その中には、女神や天使のごとき美しい女性もいれば、魔道士としてノエルの研究に貢献できるであろう聡明な女性達もいたとセドリックは話していた。


 けれど、それらを全てノエル本人が蹴っていることも知っていた。

 最後に会った時、ノエルが言っていたのだ。

 魔王を討伐して世界が平和になった今、当分は研究に没頭するつもりだから結婚など考えられない――と。

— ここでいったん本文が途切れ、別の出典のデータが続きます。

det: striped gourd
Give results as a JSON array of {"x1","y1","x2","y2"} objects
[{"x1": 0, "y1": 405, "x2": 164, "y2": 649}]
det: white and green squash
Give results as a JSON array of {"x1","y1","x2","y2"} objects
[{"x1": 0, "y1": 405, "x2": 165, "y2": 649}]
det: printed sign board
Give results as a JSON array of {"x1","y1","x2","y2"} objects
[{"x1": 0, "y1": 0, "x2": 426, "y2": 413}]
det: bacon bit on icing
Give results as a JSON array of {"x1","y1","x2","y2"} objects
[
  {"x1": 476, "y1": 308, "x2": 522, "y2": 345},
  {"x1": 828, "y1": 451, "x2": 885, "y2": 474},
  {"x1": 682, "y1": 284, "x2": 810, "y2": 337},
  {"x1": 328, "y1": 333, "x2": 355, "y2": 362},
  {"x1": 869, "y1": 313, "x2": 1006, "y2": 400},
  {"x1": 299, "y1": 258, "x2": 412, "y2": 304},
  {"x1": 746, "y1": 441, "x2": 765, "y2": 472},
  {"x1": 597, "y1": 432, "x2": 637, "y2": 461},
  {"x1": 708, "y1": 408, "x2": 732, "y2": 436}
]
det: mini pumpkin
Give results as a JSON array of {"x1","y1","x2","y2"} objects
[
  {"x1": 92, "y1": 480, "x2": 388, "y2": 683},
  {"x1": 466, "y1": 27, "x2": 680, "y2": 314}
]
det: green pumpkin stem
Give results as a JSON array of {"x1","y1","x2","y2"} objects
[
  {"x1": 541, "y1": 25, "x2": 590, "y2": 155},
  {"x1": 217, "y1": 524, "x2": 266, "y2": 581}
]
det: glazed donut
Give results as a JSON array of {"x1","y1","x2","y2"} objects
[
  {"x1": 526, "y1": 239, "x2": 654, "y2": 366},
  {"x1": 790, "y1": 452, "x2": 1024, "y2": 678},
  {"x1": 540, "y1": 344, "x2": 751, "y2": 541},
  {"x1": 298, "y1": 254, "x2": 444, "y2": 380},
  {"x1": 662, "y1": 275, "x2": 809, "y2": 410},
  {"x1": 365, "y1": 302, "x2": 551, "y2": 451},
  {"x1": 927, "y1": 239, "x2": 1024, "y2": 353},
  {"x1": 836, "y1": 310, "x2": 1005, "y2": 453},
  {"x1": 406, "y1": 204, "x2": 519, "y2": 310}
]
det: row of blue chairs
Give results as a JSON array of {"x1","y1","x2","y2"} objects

 だから、私も気長にのんびり攻めるつもりでいたのだ。

 いたく年齢を気にする貴族女性達とは違い、前世の記憶を持つ私からすれば、例え行き遅れと言われる歳になっても抵抗はなかったから。

 そもそも平民に、世間体なんて大してないしね。


 だから、嬉々として協力してくれるリリィ達の力を借りて、頑張ってノエルを落とすつもり、だったのだ。あの令嬢の話を聞く前――いや、ノエルにハッキリと無視される前までは。

 しかし、



「セレナねーちゃん! ボール、早くとって!」

「!」



 子供の声で、私は我に返った。



「ご、ごめんなさい。ちょっと考え事してたみたい」

「もー! ねーちゃんはマイペースだからなぁ!」

「おねーちゃん、だいじょーぶ? つかれてるんじゃ……」

「そういえば、なんか顔色悪いような……?」

「だ、大丈夫よ! 本当に大丈夫! ほら、いくわよー!」



 少し後方に転がっていたボールを慌てて拾い、子供へ緩やかに投げ返す。と、気を遣ったのか、子供達は私の顔をチラチラと見ながらもこちらへパスする回数を減らして、自分達の間で回し始めた。


 そんな気遣いに私は苦笑してしまう。

 今日は仕事が休みだから私達の実家と言っていい孤児院へ遊びに来ていたのに、つい余計なことを考えてしまった。子供達にも気を遣わせたし、反省だ。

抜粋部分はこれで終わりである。